Visual Planning: Let's Think Only with Images (2505.11409v1)

Published 16 May 2025 in cs.LG, cs.AI, cs.CL, and cs.CV

Abstract: Recent advancements in LLMs and their multimodal extensions (MLLMs) have substantially enhanced machine reasoning across diverse tasks. However, these models predominantly rely on pure text as the medium for both expressing and structuring reasoning, even when visual information is present. In this work, we argue that language may not always be the most natural or effective modality for reasoning, particularly in tasks involving spatial and geometrical information. Motivated by this, we propose a new paradigm, Visual Planning, which enables planning through purely visual representations, independent of text. In this paradigm, planning is executed via sequences of images that encode step-by-step inference in the visual domain, akin to how humans sketch or visualize future actions. We introduce a novel reinforcement learning framework, Visual Planning via Reinforcement Learning (VPRL), empowered by GRPO for post-training large vision models, leading to substantial improvements in planning in a selection of representative visual navigation tasks, FrozenLake, Maze, and MiniBehavior. Our visual planning paradigm outperforms all other planning variants that conduct reasoning in the text-only space. Our results establish Visual Planning as a viable and promising alternative to language-based reasoning, opening new avenues for tasks that benefit from intuitive, image-based inference.

Summary

The paper introduces a novel paradigm for visual planning that performs reasoning solely with image sequences, bypassing text-based mediation.
The paper presents VPRL, a two-stage reinforcement learning framework that improves planning accuracy by over 20% compared to supervised methods.
The paper demonstrates robust performance across tasks like FrozenLake, Maze, and MiniBehavior, highlighting the benefits of direct visual reasoning.

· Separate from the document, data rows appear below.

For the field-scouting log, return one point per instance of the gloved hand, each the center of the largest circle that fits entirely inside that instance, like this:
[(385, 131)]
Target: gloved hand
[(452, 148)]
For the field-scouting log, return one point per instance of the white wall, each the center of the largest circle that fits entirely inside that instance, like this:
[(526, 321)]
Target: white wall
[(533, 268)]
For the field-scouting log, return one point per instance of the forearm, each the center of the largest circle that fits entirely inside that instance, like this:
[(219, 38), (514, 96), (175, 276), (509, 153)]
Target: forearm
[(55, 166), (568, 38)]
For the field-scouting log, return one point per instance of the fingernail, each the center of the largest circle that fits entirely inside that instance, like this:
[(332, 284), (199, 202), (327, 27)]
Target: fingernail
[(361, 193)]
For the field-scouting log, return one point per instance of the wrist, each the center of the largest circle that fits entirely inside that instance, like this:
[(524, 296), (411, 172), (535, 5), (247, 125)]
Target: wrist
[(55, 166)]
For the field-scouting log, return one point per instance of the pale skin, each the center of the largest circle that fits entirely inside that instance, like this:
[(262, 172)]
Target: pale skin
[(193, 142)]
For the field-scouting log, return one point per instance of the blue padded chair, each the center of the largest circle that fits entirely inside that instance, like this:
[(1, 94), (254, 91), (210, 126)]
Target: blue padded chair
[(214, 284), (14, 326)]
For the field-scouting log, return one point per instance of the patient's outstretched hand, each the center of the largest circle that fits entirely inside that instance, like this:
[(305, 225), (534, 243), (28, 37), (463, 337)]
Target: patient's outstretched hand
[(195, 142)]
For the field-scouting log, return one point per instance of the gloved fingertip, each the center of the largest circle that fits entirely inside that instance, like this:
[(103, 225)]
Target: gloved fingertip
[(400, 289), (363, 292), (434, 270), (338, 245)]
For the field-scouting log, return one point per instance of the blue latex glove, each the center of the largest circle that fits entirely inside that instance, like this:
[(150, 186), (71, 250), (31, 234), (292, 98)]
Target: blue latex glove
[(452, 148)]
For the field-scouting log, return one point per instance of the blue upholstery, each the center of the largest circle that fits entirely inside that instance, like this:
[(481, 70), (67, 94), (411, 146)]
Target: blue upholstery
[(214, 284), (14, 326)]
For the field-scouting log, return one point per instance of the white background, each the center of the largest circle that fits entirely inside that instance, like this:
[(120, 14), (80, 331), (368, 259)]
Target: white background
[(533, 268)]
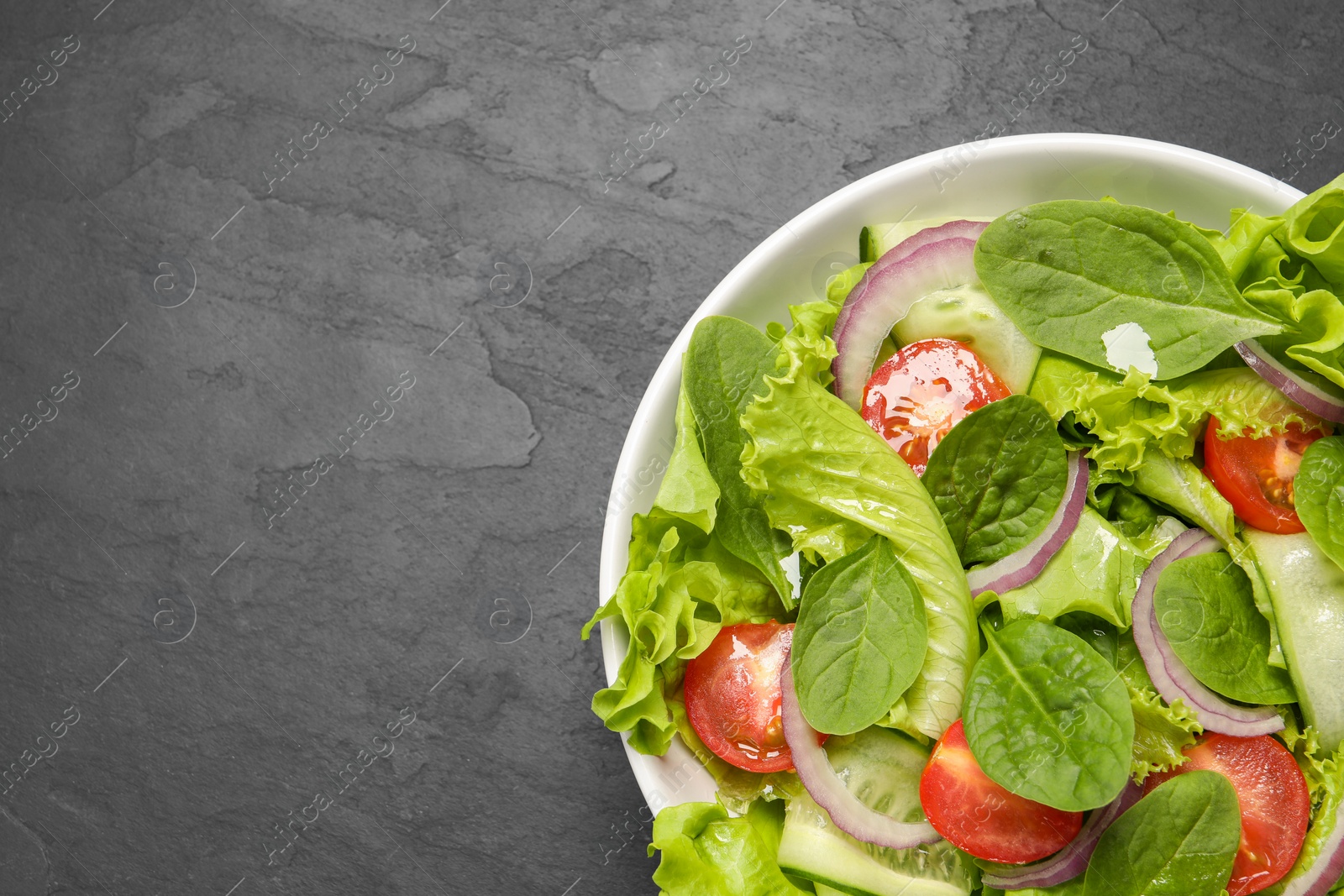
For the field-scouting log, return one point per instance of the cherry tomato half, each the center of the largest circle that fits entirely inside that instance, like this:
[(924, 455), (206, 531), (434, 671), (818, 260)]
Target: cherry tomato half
[(1274, 801), (983, 817), (1257, 476), (922, 391), (732, 694)]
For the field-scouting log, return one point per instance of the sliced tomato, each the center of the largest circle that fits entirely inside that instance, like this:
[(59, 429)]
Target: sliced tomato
[(922, 391), (1273, 797), (984, 819), (1257, 476), (732, 696)]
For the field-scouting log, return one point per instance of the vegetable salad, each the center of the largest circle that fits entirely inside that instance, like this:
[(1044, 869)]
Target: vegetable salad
[(1016, 564)]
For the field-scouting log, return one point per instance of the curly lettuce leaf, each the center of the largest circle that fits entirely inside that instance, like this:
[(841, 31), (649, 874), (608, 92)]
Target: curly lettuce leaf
[(689, 490), (1326, 782), (707, 853), (680, 587), (1133, 416), (1162, 732), (831, 481)]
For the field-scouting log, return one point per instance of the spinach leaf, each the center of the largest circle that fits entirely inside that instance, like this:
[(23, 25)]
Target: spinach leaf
[(1116, 285), (1207, 611), (860, 638), (725, 369), (1319, 490), (1048, 719), (1176, 841), (998, 477)]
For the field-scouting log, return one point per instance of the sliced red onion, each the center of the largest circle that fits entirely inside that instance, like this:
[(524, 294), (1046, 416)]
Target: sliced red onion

This paper introduces a new paradigm called "Visual Planning," where reasoning and planning are performed entirely using sequences of images, without relying on textual mediation. The authors argue that language may not always be the most effective modality for reasoning, especially for tasks involving spatial and geometrical information. Traditional multimodal LLMs (MLLMs) often convert visual information into text before reasoning, which can create a modality gap and hinder performance in vision-centric tasks.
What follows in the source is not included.